Designed by Connecticut-based investment firm AQR Capital Management, the new method of measuring supply chain climate risks focuses on the overall climate exposure of a company’s customers and suppliers. “In other words, AQR measures the extent to which a company does business with partner firms that may suffer, or even go out of business, because of climate-related risks,” reports Bloomberg.
The traditional way of measuring climate risk with Scope 3 emissions—emissions the company is indirectly responsible for, outside its own operations—may end up underestimating risk, says AQR, even though Scope 3 emissions often represent the majority of an organization’s emissions.
AQR gives the example of a U.S. payment services company whose Scope 1, 2, and 3 emissions seemed to confirm it as a low climate risk compared to its competitors.
But things got riskier when AQR examined the company’s “economic linkages” and discovered that as recently as 2011, 21% of its consolidated revenue came from three large oil companies.
AQR’s new metric measures “an underappreciated risk,” writes Bloomberg, because a very green firm may be indirectly exposed to climate risks across its supply and customer chains. A company whose own emissions seemed a safe bet was anything but, with indirect climate risk from customers who themselves had large climate exposures.
A side benefit is that investors already have access to much of the data that AQR’s metric uses, whereas Scope 3 emissions data is notoriously difficult to gather and confirm.
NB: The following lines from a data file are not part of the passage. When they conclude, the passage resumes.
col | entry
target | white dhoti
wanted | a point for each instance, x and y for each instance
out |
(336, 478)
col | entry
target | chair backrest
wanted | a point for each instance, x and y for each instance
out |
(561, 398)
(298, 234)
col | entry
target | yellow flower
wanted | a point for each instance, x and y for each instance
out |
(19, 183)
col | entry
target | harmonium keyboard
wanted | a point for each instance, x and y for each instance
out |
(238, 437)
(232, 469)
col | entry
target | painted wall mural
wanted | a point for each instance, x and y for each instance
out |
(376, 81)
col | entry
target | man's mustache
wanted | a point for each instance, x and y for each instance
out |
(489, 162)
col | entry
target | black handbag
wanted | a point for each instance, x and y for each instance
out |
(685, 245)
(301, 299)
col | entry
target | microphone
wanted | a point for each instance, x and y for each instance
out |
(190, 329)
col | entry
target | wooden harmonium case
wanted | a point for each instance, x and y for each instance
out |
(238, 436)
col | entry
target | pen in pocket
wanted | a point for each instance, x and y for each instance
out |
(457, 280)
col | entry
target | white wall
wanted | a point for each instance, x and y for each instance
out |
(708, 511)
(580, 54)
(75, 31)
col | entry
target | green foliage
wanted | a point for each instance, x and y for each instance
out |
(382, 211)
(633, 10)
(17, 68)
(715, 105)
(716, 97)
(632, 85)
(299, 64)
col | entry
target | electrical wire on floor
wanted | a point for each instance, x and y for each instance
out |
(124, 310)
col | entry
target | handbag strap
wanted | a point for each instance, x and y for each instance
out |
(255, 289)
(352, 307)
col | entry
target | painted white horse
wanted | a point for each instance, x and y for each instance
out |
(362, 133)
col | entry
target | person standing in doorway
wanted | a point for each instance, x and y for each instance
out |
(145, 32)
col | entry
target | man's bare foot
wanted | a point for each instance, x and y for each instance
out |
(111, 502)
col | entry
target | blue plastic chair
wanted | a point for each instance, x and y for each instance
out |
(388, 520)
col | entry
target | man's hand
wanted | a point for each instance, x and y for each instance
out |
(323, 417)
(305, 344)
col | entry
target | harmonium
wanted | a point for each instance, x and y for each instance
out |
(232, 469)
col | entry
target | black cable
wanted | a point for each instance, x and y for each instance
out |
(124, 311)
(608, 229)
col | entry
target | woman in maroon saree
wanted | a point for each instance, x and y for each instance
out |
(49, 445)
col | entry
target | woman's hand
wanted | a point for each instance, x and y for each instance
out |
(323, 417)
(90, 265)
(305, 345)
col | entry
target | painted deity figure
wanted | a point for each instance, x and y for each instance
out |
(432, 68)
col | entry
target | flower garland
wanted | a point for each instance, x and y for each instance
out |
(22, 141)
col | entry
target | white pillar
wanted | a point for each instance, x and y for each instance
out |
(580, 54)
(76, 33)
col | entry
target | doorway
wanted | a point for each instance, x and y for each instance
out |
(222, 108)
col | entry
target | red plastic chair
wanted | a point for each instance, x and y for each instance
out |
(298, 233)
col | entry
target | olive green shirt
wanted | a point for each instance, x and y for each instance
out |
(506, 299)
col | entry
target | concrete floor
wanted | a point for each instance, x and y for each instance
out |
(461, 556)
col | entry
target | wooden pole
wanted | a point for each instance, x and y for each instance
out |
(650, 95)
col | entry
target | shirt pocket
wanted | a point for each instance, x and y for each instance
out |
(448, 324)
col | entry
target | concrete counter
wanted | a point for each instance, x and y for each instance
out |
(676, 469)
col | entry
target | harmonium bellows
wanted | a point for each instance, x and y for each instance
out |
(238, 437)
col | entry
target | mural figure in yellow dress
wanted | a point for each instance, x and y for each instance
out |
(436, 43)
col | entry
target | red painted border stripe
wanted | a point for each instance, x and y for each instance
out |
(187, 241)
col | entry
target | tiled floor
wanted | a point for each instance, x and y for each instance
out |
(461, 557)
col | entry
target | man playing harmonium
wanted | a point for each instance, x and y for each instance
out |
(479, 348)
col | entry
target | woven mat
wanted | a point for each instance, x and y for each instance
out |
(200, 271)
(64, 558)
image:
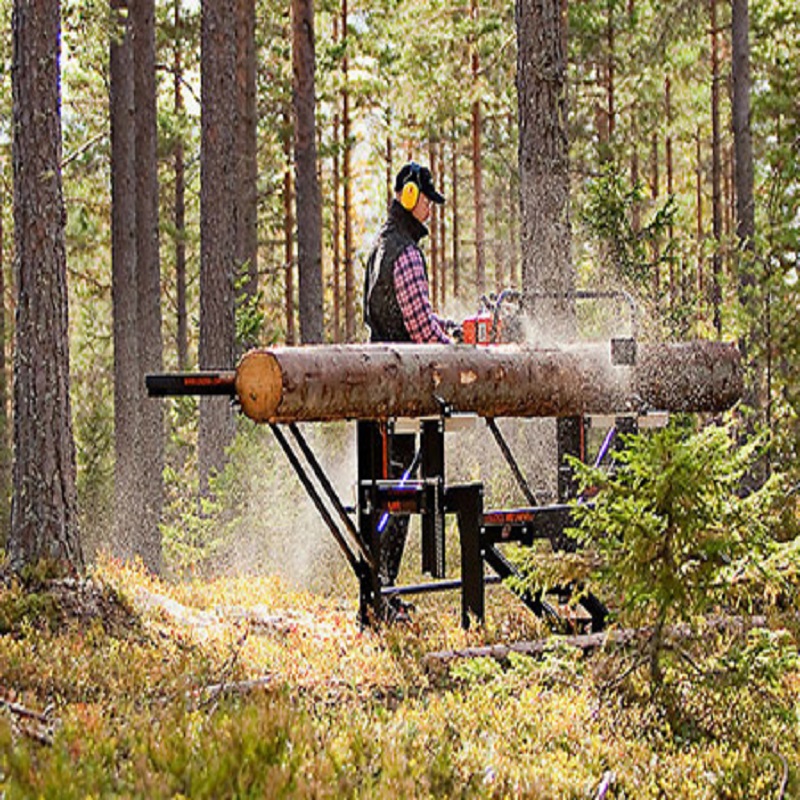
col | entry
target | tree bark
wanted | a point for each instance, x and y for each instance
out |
(219, 229)
(44, 514)
(288, 234)
(548, 273)
(5, 448)
(347, 182)
(716, 176)
(454, 212)
(179, 213)
(150, 434)
(336, 382)
(477, 163)
(127, 507)
(307, 190)
(247, 194)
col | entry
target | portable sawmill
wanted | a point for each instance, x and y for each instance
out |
(376, 385)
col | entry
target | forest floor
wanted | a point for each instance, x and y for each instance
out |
(124, 686)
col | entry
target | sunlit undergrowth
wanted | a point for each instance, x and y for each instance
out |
(246, 688)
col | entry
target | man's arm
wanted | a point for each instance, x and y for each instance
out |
(411, 288)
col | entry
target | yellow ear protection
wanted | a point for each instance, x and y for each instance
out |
(410, 192)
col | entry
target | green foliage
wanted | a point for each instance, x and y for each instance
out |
(629, 252)
(670, 527)
(160, 707)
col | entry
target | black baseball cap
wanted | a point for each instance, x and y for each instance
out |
(414, 173)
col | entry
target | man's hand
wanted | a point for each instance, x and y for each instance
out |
(453, 330)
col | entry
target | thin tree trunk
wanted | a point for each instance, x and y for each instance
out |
(454, 215)
(434, 229)
(347, 179)
(442, 229)
(44, 514)
(544, 166)
(180, 201)
(307, 191)
(337, 212)
(752, 340)
(716, 176)
(477, 164)
(288, 236)
(5, 449)
(701, 283)
(219, 237)
(674, 280)
(150, 432)
(127, 508)
(247, 195)
(742, 137)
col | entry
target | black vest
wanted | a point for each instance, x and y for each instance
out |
(381, 310)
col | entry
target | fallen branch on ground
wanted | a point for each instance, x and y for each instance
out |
(589, 642)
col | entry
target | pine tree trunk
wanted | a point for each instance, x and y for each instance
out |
(674, 279)
(716, 176)
(247, 194)
(150, 435)
(544, 166)
(347, 180)
(742, 137)
(751, 341)
(454, 212)
(179, 214)
(477, 166)
(288, 234)
(127, 508)
(219, 223)
(307, 191)
(337, 212)
(44, 515)
(5, 448)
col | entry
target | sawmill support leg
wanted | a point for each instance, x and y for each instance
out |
(467, 503)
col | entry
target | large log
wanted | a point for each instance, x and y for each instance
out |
(336, 382)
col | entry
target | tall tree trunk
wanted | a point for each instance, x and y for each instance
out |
(544, 165)
(150, 433)
(440, 217)
(219, 230)
(127, 404)
(179, 214)
(747, 284)
(742, 137)
(389, 177)
(347, 180)
(247, 194)
(307, 191)
(477, 162)
(716, 176)
(434, 230)
(454, 215)
(5, 449)
(288, 234)
(674, 279)
(698, 172)
(44, 514)
(337, 212)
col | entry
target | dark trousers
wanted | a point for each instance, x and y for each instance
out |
(402, 448)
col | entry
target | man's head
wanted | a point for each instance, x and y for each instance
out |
(415, 190)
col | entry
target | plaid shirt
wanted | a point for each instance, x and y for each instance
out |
(411, 288)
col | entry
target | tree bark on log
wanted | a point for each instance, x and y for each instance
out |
(334, 382)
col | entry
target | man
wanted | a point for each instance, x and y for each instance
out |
(397, 304)
(397, 308)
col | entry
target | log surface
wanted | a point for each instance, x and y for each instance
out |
(369, 381)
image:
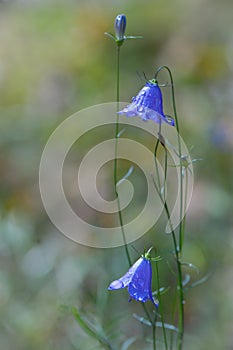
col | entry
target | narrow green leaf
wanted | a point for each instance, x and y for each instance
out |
(186, 280)
(121, 132)
(158, 323)
(191, 266)
(198, 282)
(126, 176)
(142, 320)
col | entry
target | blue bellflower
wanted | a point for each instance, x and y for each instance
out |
(148, 104)
(138, 280)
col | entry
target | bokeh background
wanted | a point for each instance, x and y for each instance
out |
(54, 61)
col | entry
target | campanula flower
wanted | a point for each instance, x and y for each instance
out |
(138, 280)
(148, 104)
(120, 25)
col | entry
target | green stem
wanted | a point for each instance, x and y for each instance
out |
(178, 248)
(116, 154)
(161, 306)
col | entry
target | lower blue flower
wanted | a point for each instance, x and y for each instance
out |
(148, 104)
(138, 280)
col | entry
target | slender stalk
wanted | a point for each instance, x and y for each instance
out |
(178, 248)
(161, 307)
(115, 155)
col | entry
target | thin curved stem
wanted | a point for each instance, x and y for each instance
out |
(116, 155)
(177, 245)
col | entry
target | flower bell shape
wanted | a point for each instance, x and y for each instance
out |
(148, 104)
(138, 280)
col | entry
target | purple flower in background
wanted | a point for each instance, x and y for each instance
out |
(148, 104)
(138, 280)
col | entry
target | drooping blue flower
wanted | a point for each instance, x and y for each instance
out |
(148, 104)
(138, 280)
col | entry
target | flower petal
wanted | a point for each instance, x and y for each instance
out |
(140, 285)
(125, 280)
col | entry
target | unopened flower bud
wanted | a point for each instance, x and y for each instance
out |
(120, 25)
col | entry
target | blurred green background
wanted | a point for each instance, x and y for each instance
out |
(54, 61)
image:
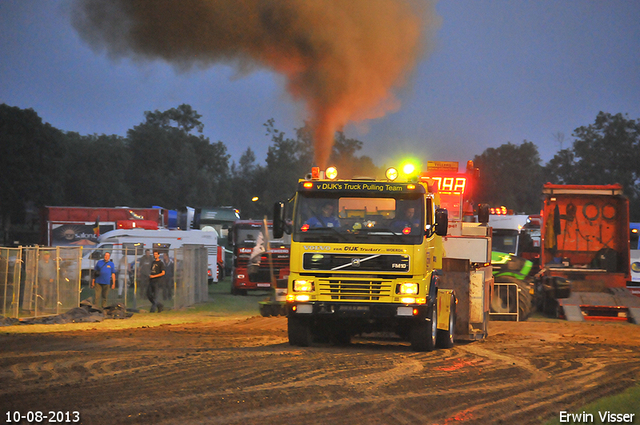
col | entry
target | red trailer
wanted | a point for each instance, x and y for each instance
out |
(585, 247)
(63, 226)
(258, 261)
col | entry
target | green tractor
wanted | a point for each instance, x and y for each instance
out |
(513, 288)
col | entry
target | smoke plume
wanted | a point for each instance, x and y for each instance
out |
(345, 59)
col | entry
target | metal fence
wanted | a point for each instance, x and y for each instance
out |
(41, 281)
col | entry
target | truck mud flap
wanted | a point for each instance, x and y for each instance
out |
(573, 313)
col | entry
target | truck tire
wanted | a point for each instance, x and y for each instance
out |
(340, 336)
(524, 298)
(299, 331)
(424, 332)
(444, 339)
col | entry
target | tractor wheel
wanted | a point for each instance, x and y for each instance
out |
(423, 333)
(445, 338)
(506, 302)
(299, 331)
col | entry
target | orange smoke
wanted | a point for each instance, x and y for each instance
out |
(343, 58)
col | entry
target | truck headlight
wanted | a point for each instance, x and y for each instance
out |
(408, 288)
(300, 285)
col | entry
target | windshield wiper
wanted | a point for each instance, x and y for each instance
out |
(332, 229)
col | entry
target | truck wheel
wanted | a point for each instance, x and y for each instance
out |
(423, 333)
(340, 336)
(445, 338)
(299, 332)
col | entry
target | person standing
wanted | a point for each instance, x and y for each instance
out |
(123, 273)
(144, 269)
(156, 277)
(46, 280)
(104, 273)
(167, 287)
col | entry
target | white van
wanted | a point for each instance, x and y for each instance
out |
(136, 241)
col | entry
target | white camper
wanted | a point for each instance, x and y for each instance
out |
(136, 241)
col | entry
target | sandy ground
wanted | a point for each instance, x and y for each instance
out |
(243, 371)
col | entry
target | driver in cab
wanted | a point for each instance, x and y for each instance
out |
(407, 223)
(327, 217)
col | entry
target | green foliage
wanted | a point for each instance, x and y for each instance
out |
(510, 175)
(171, 166)
(166, 161)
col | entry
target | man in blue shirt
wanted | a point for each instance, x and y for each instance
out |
(105, 273)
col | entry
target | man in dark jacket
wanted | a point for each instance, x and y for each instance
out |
(156, 278)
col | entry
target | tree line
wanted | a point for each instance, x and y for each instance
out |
(167, 161)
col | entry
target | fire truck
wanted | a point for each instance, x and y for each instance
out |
(585, 254)
(368, 256)
(258, 258)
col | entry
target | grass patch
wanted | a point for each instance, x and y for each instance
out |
(221, 306)
(625, 402)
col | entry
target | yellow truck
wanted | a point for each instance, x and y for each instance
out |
(367, 256)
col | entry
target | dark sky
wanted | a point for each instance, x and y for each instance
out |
(499, 71)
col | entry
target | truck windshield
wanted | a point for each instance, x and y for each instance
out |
(331, 217)
(247, 236)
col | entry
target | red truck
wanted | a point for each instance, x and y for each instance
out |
(74, 226)
(585, 254)
(258, 260)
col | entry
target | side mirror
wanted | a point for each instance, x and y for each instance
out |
(561, 287)
(442, 222)
(483, 213)
(278, 220)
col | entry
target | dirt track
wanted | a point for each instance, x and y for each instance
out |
(244, 372)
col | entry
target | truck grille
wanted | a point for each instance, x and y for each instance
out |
(280, 261)
(355, 290)
(356, 262)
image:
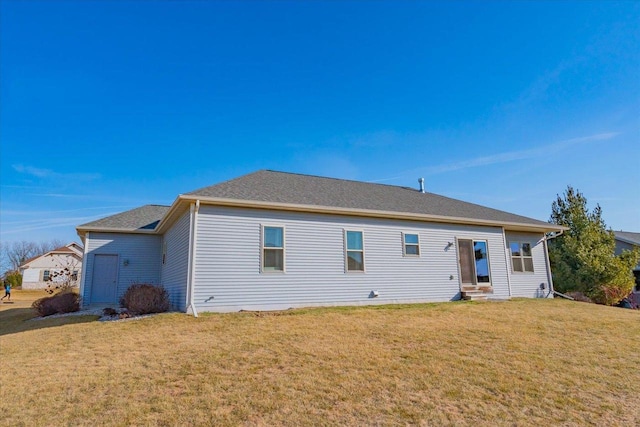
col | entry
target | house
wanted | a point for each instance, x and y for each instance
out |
(272, 240)
(627, 241)
(40, 271)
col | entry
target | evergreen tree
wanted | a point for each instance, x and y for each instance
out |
(582, 259)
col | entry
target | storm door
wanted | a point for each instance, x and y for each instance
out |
(474, 263)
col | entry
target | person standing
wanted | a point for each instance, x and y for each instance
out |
(7, 290)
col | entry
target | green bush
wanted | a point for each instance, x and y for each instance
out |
(143, 298)
(63, 302)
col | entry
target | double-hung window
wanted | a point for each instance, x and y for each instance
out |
(411, 244)
(272, 248)
(521, 257)
(354, 248)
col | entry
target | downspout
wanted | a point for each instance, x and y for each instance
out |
(193, 233)
(546, 256)
(85, 260)
(506, 260)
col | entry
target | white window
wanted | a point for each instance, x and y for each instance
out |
(411, 244)
(164, 252)
(354, 250)
(272, 248)
(521, 257)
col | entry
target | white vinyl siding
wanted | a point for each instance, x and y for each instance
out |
(528, 284)
(227, 272)
(175, 257)
(143, 253)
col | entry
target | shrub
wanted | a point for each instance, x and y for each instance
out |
(579, 296)
(63, 302)
(143, 298)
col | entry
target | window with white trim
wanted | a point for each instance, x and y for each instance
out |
(411, 244)
(354, 249)
(272, 248)
(521, 257)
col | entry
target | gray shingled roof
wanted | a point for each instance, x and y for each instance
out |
(142, 218)
(294, 189)
(627, 236)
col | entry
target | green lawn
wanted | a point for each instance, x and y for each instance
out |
(521, 362)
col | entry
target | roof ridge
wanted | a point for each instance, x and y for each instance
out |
(339, 179)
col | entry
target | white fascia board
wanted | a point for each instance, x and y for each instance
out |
(512, 226)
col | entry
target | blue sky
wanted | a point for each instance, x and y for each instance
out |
(109, 105)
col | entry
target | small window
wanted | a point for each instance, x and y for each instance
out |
(411, 244)
(272, 248)
(164, 252)
(521, 257)
(355, 250)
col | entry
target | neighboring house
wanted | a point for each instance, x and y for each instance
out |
(272, 240)
(40, 271)
(626, 240)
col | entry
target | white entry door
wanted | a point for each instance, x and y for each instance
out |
(105, 277)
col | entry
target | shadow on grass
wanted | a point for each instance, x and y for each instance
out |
(17, 320)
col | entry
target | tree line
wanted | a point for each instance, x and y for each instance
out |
(583, 258)
(14, 254)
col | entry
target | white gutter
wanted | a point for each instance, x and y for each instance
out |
(85, 260)
(507, 260)
(193, 229)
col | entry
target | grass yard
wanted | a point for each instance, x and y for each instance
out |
(521, 362)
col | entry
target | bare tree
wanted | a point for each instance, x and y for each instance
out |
(14, 254)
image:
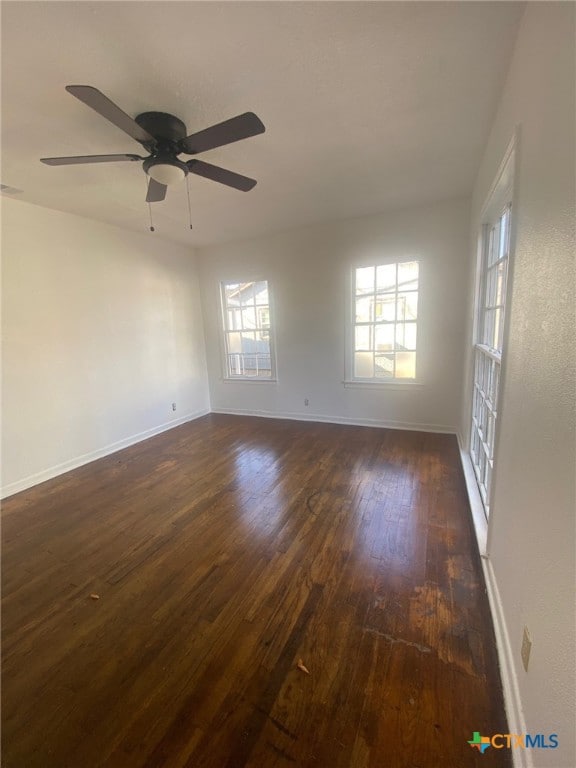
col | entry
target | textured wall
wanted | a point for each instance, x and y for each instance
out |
(309, 272)
(101, 333)
(532, 528)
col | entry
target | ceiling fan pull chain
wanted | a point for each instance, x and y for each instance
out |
(189, 208)
(150, 212)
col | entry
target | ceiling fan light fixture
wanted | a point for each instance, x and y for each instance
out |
(166, 170)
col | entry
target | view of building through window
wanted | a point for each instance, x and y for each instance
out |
(246, 308)
(385, 312)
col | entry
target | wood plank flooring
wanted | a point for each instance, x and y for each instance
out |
(223, 552)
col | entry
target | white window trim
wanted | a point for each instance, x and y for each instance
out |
(502, 192)
(225, 377)
(350, 381)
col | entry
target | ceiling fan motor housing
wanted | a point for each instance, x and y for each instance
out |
(162, 126)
While the new climate risk metric—which is already garnering interest from AQR’s clients—was designed to reassure investors, it can also be used to red flag a corporate cooking of the books known as “emissions offshoring,” thus helping in the climate fight.
With “offshoring”, “as investors pressure companies to become greener, corporate executives may respond by shutting down their most carbon-intense assets and instead buying the same ingredients from third party suppliers,” Bloomberg explains.
“This just shifts carbon across the supply chain, with no net effect for global emissions.”